The flow of information between cell generations that is not encoded in the primary sequence of the DNA with epigenetic regulation being mediated in part by changes in histone acetylation, histone methylation and DNA methylation


What is required for DNA to be transcribed?

The appropriate transcription factors are present
Histones are acetylated and appropriately methylated
Cytosines in promoters are unmethylated


What are the marks associated with histone code which allow identification of active and inactive genes?

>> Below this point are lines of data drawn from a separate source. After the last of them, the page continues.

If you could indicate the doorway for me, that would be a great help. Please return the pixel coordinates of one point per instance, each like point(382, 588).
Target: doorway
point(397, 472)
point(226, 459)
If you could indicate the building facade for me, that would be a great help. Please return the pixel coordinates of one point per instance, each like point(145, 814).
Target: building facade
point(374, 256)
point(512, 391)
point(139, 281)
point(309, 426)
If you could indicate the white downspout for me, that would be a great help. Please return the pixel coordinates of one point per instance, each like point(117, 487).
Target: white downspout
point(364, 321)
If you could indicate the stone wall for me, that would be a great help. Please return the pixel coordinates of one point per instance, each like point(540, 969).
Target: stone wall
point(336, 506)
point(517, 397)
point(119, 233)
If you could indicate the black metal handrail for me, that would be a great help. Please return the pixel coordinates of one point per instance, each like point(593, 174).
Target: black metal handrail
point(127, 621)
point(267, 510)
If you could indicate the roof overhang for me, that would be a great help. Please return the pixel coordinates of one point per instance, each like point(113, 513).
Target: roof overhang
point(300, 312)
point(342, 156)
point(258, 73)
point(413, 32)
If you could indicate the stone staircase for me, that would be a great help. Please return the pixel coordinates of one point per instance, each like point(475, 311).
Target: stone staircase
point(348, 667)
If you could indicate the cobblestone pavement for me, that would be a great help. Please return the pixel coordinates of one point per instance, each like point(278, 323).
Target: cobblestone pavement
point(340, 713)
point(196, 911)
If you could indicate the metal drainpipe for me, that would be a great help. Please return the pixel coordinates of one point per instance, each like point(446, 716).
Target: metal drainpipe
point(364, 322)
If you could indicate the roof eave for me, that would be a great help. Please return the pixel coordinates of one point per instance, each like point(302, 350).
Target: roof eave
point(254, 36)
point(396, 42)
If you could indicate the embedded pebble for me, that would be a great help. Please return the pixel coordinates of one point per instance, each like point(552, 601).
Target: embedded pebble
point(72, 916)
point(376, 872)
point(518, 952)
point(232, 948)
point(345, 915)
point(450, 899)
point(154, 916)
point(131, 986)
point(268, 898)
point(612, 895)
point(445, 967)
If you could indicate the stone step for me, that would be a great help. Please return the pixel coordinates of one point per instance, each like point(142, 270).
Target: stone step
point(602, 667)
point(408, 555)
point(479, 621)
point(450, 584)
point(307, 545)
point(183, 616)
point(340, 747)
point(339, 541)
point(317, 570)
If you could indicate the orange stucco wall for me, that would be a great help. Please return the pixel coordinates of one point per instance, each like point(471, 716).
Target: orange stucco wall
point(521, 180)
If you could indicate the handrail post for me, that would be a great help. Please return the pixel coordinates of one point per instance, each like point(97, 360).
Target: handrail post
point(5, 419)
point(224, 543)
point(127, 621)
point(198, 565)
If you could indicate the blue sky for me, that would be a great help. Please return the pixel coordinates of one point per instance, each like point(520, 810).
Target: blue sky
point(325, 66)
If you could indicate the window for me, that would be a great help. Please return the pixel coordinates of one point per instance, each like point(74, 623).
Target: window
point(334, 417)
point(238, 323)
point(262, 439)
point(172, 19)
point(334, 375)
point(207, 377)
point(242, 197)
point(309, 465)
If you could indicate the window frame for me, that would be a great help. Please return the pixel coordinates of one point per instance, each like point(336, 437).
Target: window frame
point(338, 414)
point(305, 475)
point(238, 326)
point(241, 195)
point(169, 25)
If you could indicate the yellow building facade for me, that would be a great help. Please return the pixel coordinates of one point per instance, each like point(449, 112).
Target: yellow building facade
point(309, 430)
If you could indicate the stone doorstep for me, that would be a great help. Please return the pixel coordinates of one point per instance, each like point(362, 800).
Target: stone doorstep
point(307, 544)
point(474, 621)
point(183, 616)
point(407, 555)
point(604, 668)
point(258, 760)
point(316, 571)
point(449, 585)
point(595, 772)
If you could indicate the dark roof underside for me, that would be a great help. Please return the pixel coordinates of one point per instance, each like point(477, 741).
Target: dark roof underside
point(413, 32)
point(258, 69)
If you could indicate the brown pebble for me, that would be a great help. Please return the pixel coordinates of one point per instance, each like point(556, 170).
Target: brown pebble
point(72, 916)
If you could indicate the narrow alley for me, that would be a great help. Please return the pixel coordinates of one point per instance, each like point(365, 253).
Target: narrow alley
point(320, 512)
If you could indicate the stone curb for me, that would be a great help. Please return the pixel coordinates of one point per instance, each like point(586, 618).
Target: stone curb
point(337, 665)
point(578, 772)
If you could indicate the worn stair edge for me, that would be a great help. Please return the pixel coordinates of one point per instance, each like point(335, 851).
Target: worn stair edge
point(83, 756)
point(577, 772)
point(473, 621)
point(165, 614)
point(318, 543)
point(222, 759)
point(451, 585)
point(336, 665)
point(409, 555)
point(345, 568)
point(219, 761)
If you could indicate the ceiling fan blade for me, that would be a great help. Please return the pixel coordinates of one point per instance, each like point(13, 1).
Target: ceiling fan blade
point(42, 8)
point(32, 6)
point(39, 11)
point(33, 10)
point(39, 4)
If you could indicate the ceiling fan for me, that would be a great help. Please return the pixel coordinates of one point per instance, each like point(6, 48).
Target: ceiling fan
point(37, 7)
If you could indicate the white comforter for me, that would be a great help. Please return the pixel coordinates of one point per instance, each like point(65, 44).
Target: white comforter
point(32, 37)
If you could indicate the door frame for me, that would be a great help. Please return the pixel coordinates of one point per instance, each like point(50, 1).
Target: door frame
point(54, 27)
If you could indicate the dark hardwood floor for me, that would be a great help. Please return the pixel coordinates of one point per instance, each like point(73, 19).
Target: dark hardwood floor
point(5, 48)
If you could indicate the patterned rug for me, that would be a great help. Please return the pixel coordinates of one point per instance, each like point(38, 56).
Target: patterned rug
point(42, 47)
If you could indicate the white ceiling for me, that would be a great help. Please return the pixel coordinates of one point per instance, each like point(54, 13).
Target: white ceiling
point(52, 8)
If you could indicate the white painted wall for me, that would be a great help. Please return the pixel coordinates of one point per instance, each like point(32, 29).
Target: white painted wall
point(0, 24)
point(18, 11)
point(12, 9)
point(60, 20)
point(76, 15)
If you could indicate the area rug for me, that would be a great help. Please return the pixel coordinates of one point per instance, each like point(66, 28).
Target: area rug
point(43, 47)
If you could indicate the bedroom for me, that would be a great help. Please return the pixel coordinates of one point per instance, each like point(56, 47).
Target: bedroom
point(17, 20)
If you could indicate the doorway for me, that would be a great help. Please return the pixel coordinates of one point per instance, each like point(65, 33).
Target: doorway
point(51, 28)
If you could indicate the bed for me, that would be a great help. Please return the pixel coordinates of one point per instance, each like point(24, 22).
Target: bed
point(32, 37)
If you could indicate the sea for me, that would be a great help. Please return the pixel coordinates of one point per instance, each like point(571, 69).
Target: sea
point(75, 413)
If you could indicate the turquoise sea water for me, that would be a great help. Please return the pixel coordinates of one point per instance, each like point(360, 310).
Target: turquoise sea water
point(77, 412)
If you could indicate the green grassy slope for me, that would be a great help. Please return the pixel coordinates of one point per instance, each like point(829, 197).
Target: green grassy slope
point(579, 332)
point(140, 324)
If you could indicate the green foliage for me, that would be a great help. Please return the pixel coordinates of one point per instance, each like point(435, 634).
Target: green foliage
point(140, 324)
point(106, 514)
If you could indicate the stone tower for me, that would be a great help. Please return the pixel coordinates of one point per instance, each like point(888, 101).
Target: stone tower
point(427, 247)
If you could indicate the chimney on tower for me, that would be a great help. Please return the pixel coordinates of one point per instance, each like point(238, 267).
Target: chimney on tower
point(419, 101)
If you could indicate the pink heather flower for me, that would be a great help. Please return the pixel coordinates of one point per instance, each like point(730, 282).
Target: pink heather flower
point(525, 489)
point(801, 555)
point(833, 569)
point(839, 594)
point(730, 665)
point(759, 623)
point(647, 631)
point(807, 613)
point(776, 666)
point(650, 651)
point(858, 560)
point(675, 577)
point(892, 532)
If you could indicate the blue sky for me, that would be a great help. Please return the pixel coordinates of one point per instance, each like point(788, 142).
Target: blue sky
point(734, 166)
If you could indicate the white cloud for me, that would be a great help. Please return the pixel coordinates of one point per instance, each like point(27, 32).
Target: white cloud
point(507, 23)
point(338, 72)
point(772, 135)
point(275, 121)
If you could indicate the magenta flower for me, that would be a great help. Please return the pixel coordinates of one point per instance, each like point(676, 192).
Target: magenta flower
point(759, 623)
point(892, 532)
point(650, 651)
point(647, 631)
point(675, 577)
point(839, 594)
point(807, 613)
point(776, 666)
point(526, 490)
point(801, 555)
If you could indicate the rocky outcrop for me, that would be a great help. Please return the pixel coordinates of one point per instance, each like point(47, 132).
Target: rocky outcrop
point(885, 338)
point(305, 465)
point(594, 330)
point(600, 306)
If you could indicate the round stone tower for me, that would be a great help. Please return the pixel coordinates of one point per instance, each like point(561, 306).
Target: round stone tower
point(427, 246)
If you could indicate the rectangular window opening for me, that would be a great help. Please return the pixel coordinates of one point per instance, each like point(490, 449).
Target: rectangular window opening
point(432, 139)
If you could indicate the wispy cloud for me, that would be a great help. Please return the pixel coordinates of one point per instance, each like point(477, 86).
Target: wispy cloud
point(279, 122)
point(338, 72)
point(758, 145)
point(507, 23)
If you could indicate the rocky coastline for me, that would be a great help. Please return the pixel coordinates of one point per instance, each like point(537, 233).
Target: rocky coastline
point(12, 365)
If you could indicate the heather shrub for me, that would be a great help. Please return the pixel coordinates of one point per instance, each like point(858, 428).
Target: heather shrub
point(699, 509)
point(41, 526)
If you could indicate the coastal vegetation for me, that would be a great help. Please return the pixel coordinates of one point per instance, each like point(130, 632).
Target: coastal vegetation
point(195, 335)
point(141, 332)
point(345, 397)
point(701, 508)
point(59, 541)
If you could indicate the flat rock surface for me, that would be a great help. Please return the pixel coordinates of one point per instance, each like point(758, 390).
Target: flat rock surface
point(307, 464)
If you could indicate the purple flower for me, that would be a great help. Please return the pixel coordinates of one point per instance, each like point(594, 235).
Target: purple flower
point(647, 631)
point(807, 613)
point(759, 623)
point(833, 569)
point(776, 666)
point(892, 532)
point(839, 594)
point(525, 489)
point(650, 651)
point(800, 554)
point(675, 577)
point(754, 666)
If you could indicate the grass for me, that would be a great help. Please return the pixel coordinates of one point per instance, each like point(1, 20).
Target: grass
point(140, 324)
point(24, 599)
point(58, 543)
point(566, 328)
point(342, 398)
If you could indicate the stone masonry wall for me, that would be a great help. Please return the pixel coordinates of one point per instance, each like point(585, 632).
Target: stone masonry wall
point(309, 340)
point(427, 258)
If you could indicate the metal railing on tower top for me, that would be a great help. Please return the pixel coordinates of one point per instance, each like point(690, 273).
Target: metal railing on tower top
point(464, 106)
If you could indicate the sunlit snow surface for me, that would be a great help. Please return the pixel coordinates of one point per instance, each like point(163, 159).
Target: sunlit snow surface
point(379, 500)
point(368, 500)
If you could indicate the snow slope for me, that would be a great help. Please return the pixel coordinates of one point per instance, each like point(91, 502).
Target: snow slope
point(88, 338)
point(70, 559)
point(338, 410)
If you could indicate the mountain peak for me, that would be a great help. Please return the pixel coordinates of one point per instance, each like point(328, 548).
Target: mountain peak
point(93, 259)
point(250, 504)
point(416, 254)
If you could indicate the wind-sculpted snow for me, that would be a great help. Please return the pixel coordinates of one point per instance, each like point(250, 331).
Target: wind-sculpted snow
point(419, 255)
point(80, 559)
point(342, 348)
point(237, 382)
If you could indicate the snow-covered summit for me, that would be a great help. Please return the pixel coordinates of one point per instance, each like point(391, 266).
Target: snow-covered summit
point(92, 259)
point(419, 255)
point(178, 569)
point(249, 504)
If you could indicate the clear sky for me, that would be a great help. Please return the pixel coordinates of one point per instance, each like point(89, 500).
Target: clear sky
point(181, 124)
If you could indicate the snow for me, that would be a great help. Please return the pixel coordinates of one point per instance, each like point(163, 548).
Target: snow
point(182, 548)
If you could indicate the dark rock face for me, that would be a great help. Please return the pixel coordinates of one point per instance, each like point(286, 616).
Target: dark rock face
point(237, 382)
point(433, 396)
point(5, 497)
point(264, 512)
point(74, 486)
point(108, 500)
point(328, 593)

Active genes include H3 and H4 acetylation and H3K4Me2/3
Inactive genes include H3K9Me2/3 and H3K27Me3


Where does cytosine methylation occur?

Where C is followed by G
A high density of CpG dinucleotides occurs in CpG islands found in gene promoters
Most genes (70%) have a CpG island within -2 to +1 kb of the transcription start site
In normal tissue, most CpGs are methylated except for those in CpG isalnds


How can methylated cytosines be detected?

DNA is reacted with sodium bisulphite, NaHSO3 which converts C to U but leaves 5-MeC unchanged this is followed by
DNA sequencing using PCR primers that avoid CpGs
A methylation specific PCR using PCR primers specific for both C-to-U modifications and the unchanged C sequences


What occurs to the proportion of methylated CpGs in tumour DNA?

There is hypomethylation of CpG islands which leads to the activation of proto-oncogenes (like HRAS, CCND2 encoding cyclin D2) and the multi-drug resistance gene (MDR-1)


What are two of the key sequences in tumour DNA which can be demethylated ?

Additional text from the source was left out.